Minoru twists his torso to look at the newcomer. Her face is familiar, too much so. She is wearing a dress of what looks like black lace, but at the fringes, he can see small little beads that look suspiciously like computer chips. When she moves closer, ignoring the wires that are frantically scrambling out of her way, he can see a mainframe of information spreading across her breasts, stomach and pooling down towards her legs. "Hello, Minoru-kun," she says, smiling faintly.

"How are you?" he returns, politely.

"0101001101001000010001010010000001001001010100110101010101010000001000000101010001001111001000000100111001001111001000000100011101001111010011110100010000101100001000000100110101000001010010110100010100100000010010000100010101010010001000000100110001000101010000010101011001000101." (2)

"I'm not up to no good!" the woman wails, looking at one of the monitors behind the bar. "It's that stupid Clow's fault.
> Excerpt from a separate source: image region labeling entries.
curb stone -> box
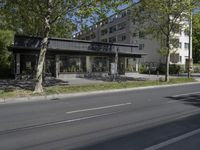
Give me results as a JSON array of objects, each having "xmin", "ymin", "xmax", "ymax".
[{"xmin": 0, "ymin": 82, "xmax": 200, "ymax": 104}]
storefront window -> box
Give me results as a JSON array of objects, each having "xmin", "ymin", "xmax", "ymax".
[
  {"xmin": 20, "ymin": 54, "xmax": 36, "ymax": 74},
  {"xmin": 92, "ymin": 57, "xmax": 109, "ymax": 72},
  {"xmin": 60, "ymin": 56, "xmax": 86, "ymax": 73}
]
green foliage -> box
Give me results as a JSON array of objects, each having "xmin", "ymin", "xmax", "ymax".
[{"xmin": 192, "ymin": 13, "xmax": 200, "ymax": 63}]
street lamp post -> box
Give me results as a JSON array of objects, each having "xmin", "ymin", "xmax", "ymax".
[{"xmin": 188, "ymin": 12, "xmax": 192, "ymax": 78}]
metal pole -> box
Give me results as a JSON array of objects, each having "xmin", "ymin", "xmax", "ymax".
[{"xmin": 188, "ymin": 12, "xmax": 192, "ymax": 78}]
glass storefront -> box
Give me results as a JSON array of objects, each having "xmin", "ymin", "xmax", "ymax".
[
  {"xmin": 60, "ymin": 55, "xmax": 86, "ymax": 73},
  {"xmin": 92, "ymin": 56, "xmax": 109, "ymax": 72},
  {"xmin": 20, "ymin": 54, "xmax": 37, "ymax": 74}
]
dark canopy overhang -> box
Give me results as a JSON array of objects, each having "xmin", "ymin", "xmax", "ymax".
[{"xmin": 12, "ymin": 35, "xmax": 146, "ymax": 57}]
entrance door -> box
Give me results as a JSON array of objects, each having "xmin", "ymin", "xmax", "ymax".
[{"xmin": 45, "ymin": 56, "xmax": 56, "ymax": 77}]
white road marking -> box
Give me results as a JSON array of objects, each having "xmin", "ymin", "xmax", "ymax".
[
  {"xmin": 66, "ymin": 102, "xmax": 132, "ymax": 114},
  {"xmin": 144, "ymin": 128, "xmax": 200, "ymax": 150},
  {"xmin": 0, "ymin": 113, "xmax": 115, "ymax": 135},
  {"xmin": 172, "ymin": 92, "xmax": 200, "ymax": 98}
]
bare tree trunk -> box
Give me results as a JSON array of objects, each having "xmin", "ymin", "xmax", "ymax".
[{"xmin": 33, "ymin": 0, "xmax": 52, "ymax": 93}]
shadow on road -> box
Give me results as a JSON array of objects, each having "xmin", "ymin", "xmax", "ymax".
[
  {"xmin": 76, "ymin": 114, "xmax": 200, "ymax": 150},
  {"xmin": 167, "ymin": 92, "xmax": 200, "ymax": 107}
]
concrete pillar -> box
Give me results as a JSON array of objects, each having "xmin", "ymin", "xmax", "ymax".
[
  {"xmin": 55, "ymin": 55, "xmax": 60, "ymax": 78},
  {"xmin": 86, "ymin": 56, "xmax": 92, "ymax": 72},
  {"xmin": 15, "ymin": 53, "xmax": 20, "ymax": 75}
]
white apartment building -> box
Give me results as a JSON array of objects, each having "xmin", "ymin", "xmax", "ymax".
[{"xmin": 74, "ymin": 5, "xmax": 192, "ymax": 71}]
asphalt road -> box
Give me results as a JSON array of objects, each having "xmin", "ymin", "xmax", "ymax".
[{"xmin": 0, "ymin": 84, "xmax": 200, "ymax": 150}]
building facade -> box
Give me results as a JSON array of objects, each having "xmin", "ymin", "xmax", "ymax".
[
  {"xmin": 74, "ymin": 4, "xmax": 192, "ymax": 68},
  {"xmin": 12, "ymin": 36, "xmax": 145, "ymax": 78}
]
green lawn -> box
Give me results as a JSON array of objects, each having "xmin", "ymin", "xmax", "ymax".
[{"xmin": 0, "ymin": 78, "xmax": 195, "ymax": 99}]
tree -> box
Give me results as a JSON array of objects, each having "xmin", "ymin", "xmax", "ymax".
[
  {"xmin": 1, "ymin": 0, "xmax": 128, "ymax": 93},
  {"xmin": 131, "ymin": 0, "xmax": 194, "ymax": 81},
  {"xmin": 192, "ymin": 12, "xmax": 200, "ymax": 63}
]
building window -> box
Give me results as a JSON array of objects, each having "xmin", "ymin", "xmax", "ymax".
[
  {"xmin": 101, "ymin": 39, "xmax": 108, "ymax": 43},
  {"xmin": 133, "ymin": 32, "xmax": 137, "ymax": 37},
  {"xmin": 117, "ymin": 22, "xmax": 126, "ymax": 30},
  {"xmin": 184, "ymin": 43, "xmax": 189, "ymax": 50},
  {"xmin": 179, "ymin": 42, "xmax": 182, "ymax": 49},
  {"xmin": 179, "ymin": 29, "xmax": 182, "ymax": 35},
  {"xmin": 92, "ymin": 57, "xmax": 109, "ymax": 72},
  {"xmin": 184, "ymin": 29, "xmax": 190, "ymax": 36},
  {"xmin": 85, "ymin": 36, "xmax": 90, "ymax": 40},
  {"xmin": 117, "ymin": 34, "xmax": 126, "ymax": 41},
  {"xmin": 101, "ymin": 29, "xmax": 108, "ymax": 36},
  {"xmin": 139, "ymin": 32, "xmax": 145, "ymax": 38},
  {"xmin": 60, "ymin": 56, "xmax": 86, "ymax": 73},
  {"xmin": 109, "ymin": 26, "xmax": 117, "ymax": 33},
  {"xmin": 109, "ymin": 36, "xmax": 117, "ymax": 43},
  {"xmin": 139, "ymin": 44, "xmax": 144, "ymax": 50},
  {"xmin": 170, "ymin": 54, "xmax": 180, "ymax": 63},
  {"xmin": 121, "ymin": 11, "xmax": 127, "ymax": 18},
  {"xmin": 91, "ymin": 33, "xmax": 96, "ymax": 39},
  {"xmin": 179, "ymin": 56, "xmax": 182, "ymax": 62}
]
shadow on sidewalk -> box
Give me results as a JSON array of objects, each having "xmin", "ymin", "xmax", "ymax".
[{"xmin": 0, "ymin": 78, "xmax": 69, "ymax": 91}]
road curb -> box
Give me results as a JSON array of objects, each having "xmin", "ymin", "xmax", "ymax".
[{"xmin": 0, "ymin": 82, "xmax": 200, "ymax": 104}]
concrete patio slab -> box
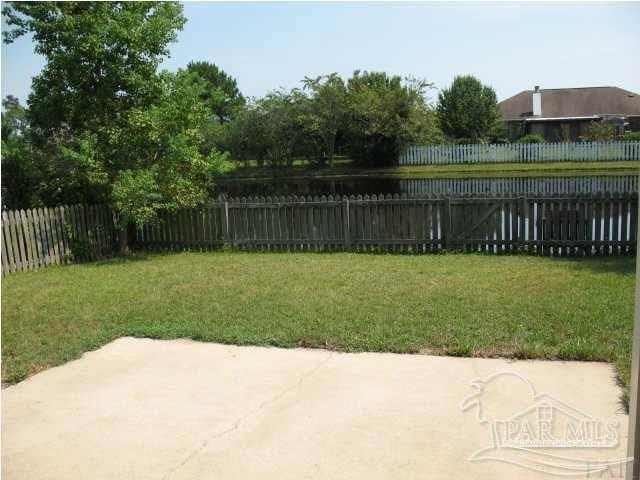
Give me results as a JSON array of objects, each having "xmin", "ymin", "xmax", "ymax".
[{"xmin": 2, "ymin": 338, "xmax": 627, "ymax": 480}]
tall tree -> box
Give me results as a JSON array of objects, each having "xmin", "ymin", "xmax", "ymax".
[
  {"xmin": 2, "ymin": 95, "xmax": 44, "ymax": 209},
  {"xmin": 437, "ymin": 75, "xmax": 500, "ymax": 143},
  {"xmin": 3, "ymin": 2, "xmax": 185, "ymax": 138},
  {"xmin": 346, "ymin": 71, "xmax": 437, "ymax": 165},
  {"xmin": 302, "ymin": 73, "xmax": 348, "ymax": 165},
  {"xmin": 187, "ymin": 62, "xmax": 245, "ymax": 123},
  {"xmin": 3, "ymin": 2, "xmax": 230, "ymax": 253}
]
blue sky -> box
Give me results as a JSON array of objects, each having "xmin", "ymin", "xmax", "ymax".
[{"xmin": 2, "ymin": 2, "xmax": 640, "ymax": 104}]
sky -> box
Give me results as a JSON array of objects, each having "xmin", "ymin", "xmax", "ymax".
[{"xmin": 1, "ymin": 2, "xmax": 640, "ymax": 101}]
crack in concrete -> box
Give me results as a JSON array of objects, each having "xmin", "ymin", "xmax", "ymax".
[{"xmin": 162, "ymin": 352, "xmax": 334, "ymax": 480}]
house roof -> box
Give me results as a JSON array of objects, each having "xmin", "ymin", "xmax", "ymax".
[{"xmin": 498, "ymin": 87, "xmax": 640, "ymax": 120}]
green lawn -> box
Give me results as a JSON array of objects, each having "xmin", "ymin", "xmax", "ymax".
[
  {"xmin": 225, "ymin": 158, "xmax": 640, "ymax": 179},
  {"xmin": 2, "ymin": 252, "xmax": 635, "ymax": 404}
]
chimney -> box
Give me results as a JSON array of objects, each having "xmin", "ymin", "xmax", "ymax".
[{"xmin": 533, "ymin": 85, "xmax": 542, "ymax": 117}]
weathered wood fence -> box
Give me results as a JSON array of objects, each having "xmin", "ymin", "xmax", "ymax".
[
  {"xmin": 2, "ymin": 194, "xmax": 638, "ymax": 274},
  {"xmin": 2, "ymin": 205, "xmax": 116, "ymax": 275},
  {"xmin": 137, "ymin": 195, "xmax": 638, "ymax": 256},
  {"xmin": 398, "ymin": 142, "xmax": 640, "ymax": 165},
  {"xmin": 398, "ymin": 174, "xmax": 638, "ymax": 197}
]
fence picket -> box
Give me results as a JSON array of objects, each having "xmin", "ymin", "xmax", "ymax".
[{"xmin": 398, "ymin": 141, "xmax": 640, "ymax": 165}]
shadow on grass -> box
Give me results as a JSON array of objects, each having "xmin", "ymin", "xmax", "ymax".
[{"xmin": 550, "ymin": 256, "xmax": 636, "ymax": 275}]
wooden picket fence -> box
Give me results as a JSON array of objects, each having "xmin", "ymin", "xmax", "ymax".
[
  {"xmin": 2, "ymin": 205, "xmax": 116, "ymax": 275},
  {"xmin": 398, "ymin": 141, "xmax": 640, "ymax": 165},
  {"xmin": 2, "ymin": 194, "xmax": 638, "ymax": 275},
  {"xmin": 137, "ymin": 194, "xmax": 638, "ymax": 256},
  {"xmin": 397, "ymin": 174, "xmax": 638, "ymax": 197}
]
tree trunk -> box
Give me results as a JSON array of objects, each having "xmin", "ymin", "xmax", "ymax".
[{"xmin": 118, "ymin": 223, "xmax": 136, "ymax": 257}]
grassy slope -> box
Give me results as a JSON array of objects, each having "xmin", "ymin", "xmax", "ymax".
[
  {"xmin": 2, "ymin": 252, "xmax": 634, "ymax": 404},
  {"xmin": 221, "ymin": 160, "xmax": 640, "ymax": 180}
]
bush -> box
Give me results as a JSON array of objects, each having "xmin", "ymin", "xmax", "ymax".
[
  {"xmin": 516, "ymin": 133, "xmax": 545, "ymax": 143},
  {"xmin": 622, "ymin": 132, "xmax": 640, "ymax": 142}
]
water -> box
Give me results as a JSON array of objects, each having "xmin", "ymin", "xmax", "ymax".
[{"xmin": 217, "ymin": 175, "xmax": 638, "ymax": 197}]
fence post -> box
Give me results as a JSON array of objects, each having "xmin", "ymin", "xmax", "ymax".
[
  {"xmin": 342, "ymin": 197, "xmax": 351, "ymax": 251},
  {"xmin": 440, "ymin": 197, "xmax": 452, "ymax": 250},
  {"xmin": 224, "ymin": 198, "xmax": 231, "ymax": 245}
]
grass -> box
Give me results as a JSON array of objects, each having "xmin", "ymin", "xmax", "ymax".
[
  {"xmin": 226, "ymin": 158, "xmax": 640, "ymax": 180},
  {"xmin": 2, "ymin": 252, "xmax": 635, "ymax": 404}
]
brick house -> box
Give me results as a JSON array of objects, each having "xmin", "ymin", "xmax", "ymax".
[{"xmin": 498, "ymin": 87, "xmax": 640, "ymax": 142}]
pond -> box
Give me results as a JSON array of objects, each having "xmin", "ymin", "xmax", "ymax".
[{"xmin": 217, "ymin": 175, "xmax": 638, "ymax": 197}]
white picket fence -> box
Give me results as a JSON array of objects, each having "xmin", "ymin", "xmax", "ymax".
[{"xmin": 399, "ymin": 142, "xmax": 640, "ymax": 165}]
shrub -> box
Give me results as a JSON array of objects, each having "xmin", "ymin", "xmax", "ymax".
[{"xmin": 516, "ymin": 133, "xmax": 545, "ymax": 143}]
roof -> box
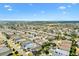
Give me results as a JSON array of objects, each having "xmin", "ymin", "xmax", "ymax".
[{"xmin": 54, "ymin": 49, "xmax": 69, "ymax": 56}]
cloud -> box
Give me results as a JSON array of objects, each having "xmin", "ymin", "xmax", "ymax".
[
  {"xmin": 58, "ymin": 6, "xmax": 66, "ymax": 10},
  {"xmin": 33, "ymin": 14, "xmax": 37, "ymax": 16},
  {"xmin": 4, "ymin": 5, "xmax": 11, "ymax": 8},
  {"xmin": 29, "ymin": 3, "xmax": 33, "ymax": 6},
  {"xmin": 67, "ymin": 5, "xmax": 72, "ymax": 8},
  {"xmin": 41, "ymin": 10, "xmax": 45, "ymax": 14},
  {"xmin": 63, "ymin": 11, "xmax": 67, "ymax": 14},
  {"xmin": 8, "ymin": 8, "xmax": 12, "ymax": 11},
  {"xmin": 4, "ymin": 5, "xmax": 13, "ymax": 11}
]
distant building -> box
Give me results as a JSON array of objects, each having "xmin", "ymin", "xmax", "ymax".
[{"xmin": 0, "ymin": 46, "xmax": 11, "ymax": 56}]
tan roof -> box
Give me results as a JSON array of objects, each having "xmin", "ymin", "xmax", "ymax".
[
  {"xmin": 76, "ymin": 48, "xmax": 79, "ymax": 56},
  {"xmin": 58, "ymin": 40, "xmax": 72, "ymax": 51}
]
He gets into trouble and who cleans up after him? ME! Now no one trusts me." She pauses and looks at the screen again. "What kinds of drinks do you have?"

"011010000110000101100011011010110110010101110010000011010000101001101101011011110111010001101000011001010111001001100010011011110110000101110010011001000000110100001010011001110110100101100111011000010110100001100101011100100111010001111010001000000110000101101110011001000010000001110010011000010110110100001101000010100110101101101001011011000110111101100010011110010111010001100101000011010000101001100110011010010111001001100101011101110110000101101100011011000000110100001010011011010110100101100011011100100110111101100011011010000110100101110000." (3)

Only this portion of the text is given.